In the ‘good’ past times cricketers needed little protection against the very hard solid ball – simply a set of leg pads and a box to protect a man’s privates. Nowadays the batsman wouldn’t dream of walking out to the pitch without significant body armour and high-tech head protection (indeed ridiculed forty years ago) . Why is that you might wonder as the bowlers prime objective surely is to knock down the striker’s stumps not knock down the striker? A cricket ball can be hurled at a batsman at a hundred and sixty miles an hour at a distance of twenty two yards by a top fast bowler.
A receiving batsman facing a short pitched fast ball designed to rise to head height (a so called bouncer) has only three choices and milliseconds to react – duck or avoid, ward-off with the bat, hit it.

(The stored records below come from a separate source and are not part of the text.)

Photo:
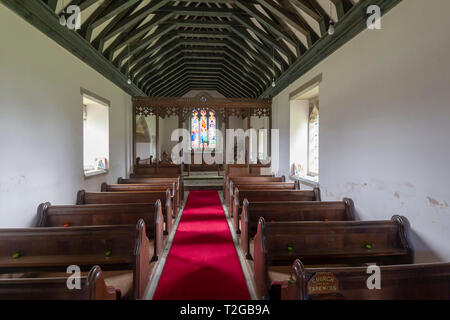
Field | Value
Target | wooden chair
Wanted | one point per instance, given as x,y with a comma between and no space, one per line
92,287
146,187
267,195
349,243
398,282
108,214
149,197
122,251
290,211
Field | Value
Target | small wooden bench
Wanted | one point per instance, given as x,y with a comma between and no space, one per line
146,187
323,244
267,195
92,287
398,282
277,211
107,214
251,185
122,251
149,197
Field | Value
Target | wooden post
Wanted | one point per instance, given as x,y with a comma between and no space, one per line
269,135
134,136
225,136
157,139
249,115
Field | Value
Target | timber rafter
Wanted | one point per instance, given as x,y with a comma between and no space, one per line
168,47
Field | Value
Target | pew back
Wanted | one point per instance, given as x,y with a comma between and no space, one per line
148,197
146,187
179,182
343,243
288,211
152,169
252,185
107,214
268,195
255,179
92,287
121,247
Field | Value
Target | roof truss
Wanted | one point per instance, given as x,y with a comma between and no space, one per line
170,46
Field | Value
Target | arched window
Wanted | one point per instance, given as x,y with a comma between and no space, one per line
203,129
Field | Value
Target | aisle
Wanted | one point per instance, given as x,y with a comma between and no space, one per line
203,263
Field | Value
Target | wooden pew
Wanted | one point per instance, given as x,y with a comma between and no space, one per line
245,169
122,251
316,244
149,197
108,214
178,180
153,169
252,185
285,211
92,287
227,179
267,195
146,187
136,177
398,282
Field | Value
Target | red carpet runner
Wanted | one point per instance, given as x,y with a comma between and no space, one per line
203,263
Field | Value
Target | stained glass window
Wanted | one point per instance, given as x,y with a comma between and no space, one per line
212,130
203,129
194,131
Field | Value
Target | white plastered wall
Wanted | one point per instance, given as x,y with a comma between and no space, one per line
384,123
41,123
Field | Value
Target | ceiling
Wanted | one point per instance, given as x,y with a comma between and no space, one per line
237,48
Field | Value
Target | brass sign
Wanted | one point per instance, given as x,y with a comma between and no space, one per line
323,283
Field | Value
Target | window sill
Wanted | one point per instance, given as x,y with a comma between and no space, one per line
91,174
307,180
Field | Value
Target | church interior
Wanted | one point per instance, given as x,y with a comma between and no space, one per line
224,150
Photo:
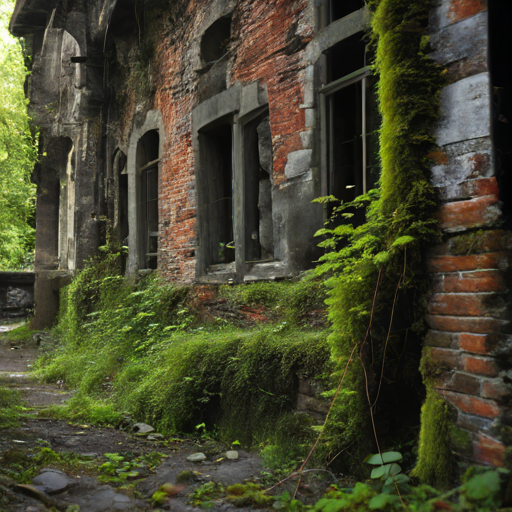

The risk is that he will get out or be injured – nice choice eh?
You might see some similarity with American baseball where a pitcher throws a similar ball at (only) a hundred miles an hour – but the difference is that he is NOT allowed to aim at the other guys head, is he?
There is we know a contact sport that allows, encourages, and indeed demands violence and of course that is Boxing – this is simply a sanitised barbaric fist fight between two testosterone & financially driven men. The objective of this so called sport is to beat the daylights out of the other guy and if possible to smash his brain against his skull so that he becomes unconscious – it is called a knockout and is the ultimate requirement of the baying crowds. Done in a street they would both be banged-up, but kill somebody in front of thousands of spectators and you don’t get charged with murder or even manslaughter – strange eh? [Some fighters even subsequently carry on with further bouts after killing or permanently incapacitating someone – strange eh?]
In cricket there is these days an understanding that bouncers are not bowled at all at tail-end batsmen (the rubbish ones unable to defend themselves against violent attack with the ball). There is also a restriction by the Umpire on the number of bouncers that can be thrown at a good batsman – it is probably about two per over. WHY IS IT NOT ZERO?
Important players are pontificating that there should be no ‘knew-jerk’ reaction – someone’s dead WHY THE HELL NOT?
[Sympathy needs to be extended though to the Australian bowler involved whose intention was to intimidate not harm the batsman. Can he ever bowl like that again? If not he cannot ever be a top speed bowler can he – unless the rules change?]